I had to search a long time for my TWH; I didn't want to buy anything that had been padded.
I can't stand to watch padded walking and racking classes anymore. Fortunately, the padded classes at horse shows aren't as big as they used to be. In the 80s, they were huge.
Too many show people used to think that gait can be nailed on or "trained" in or—until the officials started checking—chemically enhanced. The big time show people darn near ruined the breed.

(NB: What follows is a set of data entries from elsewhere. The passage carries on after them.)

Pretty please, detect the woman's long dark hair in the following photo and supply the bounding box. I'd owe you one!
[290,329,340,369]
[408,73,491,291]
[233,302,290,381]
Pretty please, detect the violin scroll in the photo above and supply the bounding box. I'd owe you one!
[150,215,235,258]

But a few of us still know that the good easy-gaited horses have the gait bred in.
Wow, I am reading part 1 right now and have to leave for football. I will read part 2 this afternoon!
Nicely done! I think your posts are getting better and better every time!
I can't wait to see what will happen!
After witnessing it play out in real life, seeing it written up is like reading a review of a movie I'd been to see! You're really doing well in showing the story.
Having spent four and a half hours at the ballgames today (fall baseball) I do have to say that there might have been other things I should have been doing but being there for my boy was very satisfying, and I actually DO love watching baseball...always have. You do get into the things your kids do, but even as a kid I would watch my cousins play little league and went to a few Yankee games and I found myself cheering and yelling and even booing (I'm such a NYer.). I don't boo now though...we have to sign an agreement that we won't do that. But inside, wow man, I'm involved in the game and loving it when my son does well. I even got into basketball last winter in the stinky gym!
This is great! i am right there with you on keeping our children into the horses and not into the school sports. I personally would never be able to sit through something I just can't stand. Like your husnband said we would need to get a mini van if our daughter gets into soccor, i always promised my self I would never drive a van I am a western rodeo truck kind of woman and I plan on keeping it that way. Don't get me wrong I love to see my child excell in anything they do but for me when I see my child excell in a sport (horses) that I am in love with, to, it really makes my day. As for the Racking horses versus the good ole Quarter horse I am right there with you to. A quarter horse is not limited to any discipline they can do anything and everything. Great story!
That's so funny. The entire time I'm reading through the story I'm thinking "God, why doesn't she just give riding lessons herself? It would be perfect!" Haha.
Love the part with kurt saying you can't join soccer because you don't have a mini van. I don't know why they don't just market them as Soccer Vans.